As a service to the community, I asked Paul Vixie if ISC wouldn’t mind writing a short document about how to forward your DNS traffic from your unpatched server to something more safe. (See also, how to configure a forwarder on Windows. EDIT: You may need to set this registry key to prevent insecure failover.) Note, if you must forward, it’s most secure to do so to a name server that’s still on your network but happens to be patched — but in a pinch, you’re much better off forwarding to OpenDNS or another free and patched name service provider than going direct (and insecure).

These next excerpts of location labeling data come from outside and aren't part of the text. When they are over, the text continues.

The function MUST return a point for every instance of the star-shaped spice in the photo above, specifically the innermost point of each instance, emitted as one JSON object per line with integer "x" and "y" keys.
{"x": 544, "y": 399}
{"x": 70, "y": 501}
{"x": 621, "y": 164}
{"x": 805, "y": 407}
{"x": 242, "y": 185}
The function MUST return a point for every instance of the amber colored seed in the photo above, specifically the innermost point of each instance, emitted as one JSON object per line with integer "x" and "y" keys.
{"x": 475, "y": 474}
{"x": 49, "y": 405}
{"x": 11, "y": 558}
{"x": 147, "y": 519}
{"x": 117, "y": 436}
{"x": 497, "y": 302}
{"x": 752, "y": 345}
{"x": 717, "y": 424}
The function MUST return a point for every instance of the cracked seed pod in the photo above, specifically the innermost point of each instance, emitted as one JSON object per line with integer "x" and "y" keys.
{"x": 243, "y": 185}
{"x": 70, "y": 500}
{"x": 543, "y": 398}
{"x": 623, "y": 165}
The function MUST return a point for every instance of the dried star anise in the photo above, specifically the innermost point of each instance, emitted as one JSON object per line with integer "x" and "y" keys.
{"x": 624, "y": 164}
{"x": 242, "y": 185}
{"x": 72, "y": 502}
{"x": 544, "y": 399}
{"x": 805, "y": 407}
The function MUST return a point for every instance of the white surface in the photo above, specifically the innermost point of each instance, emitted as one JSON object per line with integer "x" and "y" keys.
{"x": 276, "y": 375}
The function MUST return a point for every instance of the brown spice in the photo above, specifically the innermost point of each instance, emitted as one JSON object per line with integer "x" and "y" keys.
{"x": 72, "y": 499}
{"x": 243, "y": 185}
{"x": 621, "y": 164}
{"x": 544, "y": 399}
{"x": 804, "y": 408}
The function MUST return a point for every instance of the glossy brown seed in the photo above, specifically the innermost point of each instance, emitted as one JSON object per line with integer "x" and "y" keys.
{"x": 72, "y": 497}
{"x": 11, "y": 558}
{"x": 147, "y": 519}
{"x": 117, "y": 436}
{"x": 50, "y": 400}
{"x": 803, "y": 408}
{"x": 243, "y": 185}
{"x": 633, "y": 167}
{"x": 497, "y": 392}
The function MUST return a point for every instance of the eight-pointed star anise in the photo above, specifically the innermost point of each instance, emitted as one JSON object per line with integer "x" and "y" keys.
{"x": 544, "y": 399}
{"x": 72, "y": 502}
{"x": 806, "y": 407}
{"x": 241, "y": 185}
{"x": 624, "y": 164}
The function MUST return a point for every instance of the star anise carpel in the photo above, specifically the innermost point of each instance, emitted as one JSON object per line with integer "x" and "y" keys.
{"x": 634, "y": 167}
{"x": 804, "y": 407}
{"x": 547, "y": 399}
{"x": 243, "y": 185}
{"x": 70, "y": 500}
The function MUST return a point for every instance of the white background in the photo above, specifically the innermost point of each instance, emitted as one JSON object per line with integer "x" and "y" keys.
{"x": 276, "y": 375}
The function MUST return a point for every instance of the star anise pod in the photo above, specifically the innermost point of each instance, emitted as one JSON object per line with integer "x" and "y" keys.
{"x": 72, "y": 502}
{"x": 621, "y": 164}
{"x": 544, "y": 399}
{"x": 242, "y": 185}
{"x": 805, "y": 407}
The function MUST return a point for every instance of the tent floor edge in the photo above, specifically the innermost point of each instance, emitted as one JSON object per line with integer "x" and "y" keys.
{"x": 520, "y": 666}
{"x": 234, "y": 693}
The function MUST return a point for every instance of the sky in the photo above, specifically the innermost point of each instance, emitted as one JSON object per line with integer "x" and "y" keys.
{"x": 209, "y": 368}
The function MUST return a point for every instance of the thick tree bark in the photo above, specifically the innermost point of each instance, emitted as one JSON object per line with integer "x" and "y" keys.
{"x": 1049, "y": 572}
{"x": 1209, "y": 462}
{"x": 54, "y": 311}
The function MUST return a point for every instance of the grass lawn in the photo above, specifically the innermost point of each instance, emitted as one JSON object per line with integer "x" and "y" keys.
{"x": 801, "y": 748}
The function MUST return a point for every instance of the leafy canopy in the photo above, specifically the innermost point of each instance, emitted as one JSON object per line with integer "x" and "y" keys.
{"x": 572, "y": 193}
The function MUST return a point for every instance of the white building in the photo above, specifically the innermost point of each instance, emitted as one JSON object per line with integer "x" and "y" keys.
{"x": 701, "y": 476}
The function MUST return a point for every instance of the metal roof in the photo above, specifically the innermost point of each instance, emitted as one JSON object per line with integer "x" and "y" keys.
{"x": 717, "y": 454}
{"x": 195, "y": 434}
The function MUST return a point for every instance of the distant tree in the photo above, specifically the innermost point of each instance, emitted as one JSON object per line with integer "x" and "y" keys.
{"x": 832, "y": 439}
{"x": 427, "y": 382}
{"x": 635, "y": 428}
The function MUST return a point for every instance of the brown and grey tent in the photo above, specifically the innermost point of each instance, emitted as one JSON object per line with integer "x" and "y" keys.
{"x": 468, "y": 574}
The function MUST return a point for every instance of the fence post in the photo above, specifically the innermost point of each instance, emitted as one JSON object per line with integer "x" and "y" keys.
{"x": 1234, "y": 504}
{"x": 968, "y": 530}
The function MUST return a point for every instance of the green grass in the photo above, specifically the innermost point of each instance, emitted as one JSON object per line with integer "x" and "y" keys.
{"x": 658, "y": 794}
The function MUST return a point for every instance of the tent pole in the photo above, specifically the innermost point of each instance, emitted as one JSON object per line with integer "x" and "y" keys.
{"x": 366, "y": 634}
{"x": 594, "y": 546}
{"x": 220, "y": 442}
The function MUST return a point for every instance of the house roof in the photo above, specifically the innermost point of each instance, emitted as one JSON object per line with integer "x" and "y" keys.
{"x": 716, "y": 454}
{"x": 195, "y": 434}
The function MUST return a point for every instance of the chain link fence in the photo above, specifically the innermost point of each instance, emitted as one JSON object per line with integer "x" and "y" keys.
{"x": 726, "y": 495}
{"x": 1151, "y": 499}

A couple people have been curious if there’s any way to detect that they’ve been attacked. A few months ago, I was lucky enough to get a chance to work professionally with Jose Avila. Jose’s done a fairly absurd amount of work on production DNS systems, and I needed someone of his talents. At some point, we got to talking about an open source cache auditing script. He actually just released one, under a BSD license: CacheAudit. (See also: README on DailyDave, Slides from DNS OARC). We potentially have some rough times ahead, and this sort of code is great to have around.
Finally, on a more personal note, you might notice that www.doxpara.com just experienced something of a revamping — and, er, there’s a rather nice looking DNS Test Widget off in the corner of the page. How did this happen? I’m many things, a master of Content Management Systems is not among them. You can blame Crystal Williams, formerly of Warner Brothers’ Technology Department and now starting a consulting practice up here in Seattle.
Why a widget? Because “It worked for Madonna, maybe it can help secure the Internet” was just too awesome not to try. And, as Crystal says, always err on the side of awesome. (Though I suppose I do need to make that widget embeddable in other sites, and a little more flexible. Until then, Duane Wessel’s TXT approach should help.)
So, that’s the latest on the DNS front. Special thanks incidentally to those who could publicly be speculating on this matter, but are choosing not to. You’re doing a lot to help keep this ship afloat, and I look forward to thanking all of you in Vegas.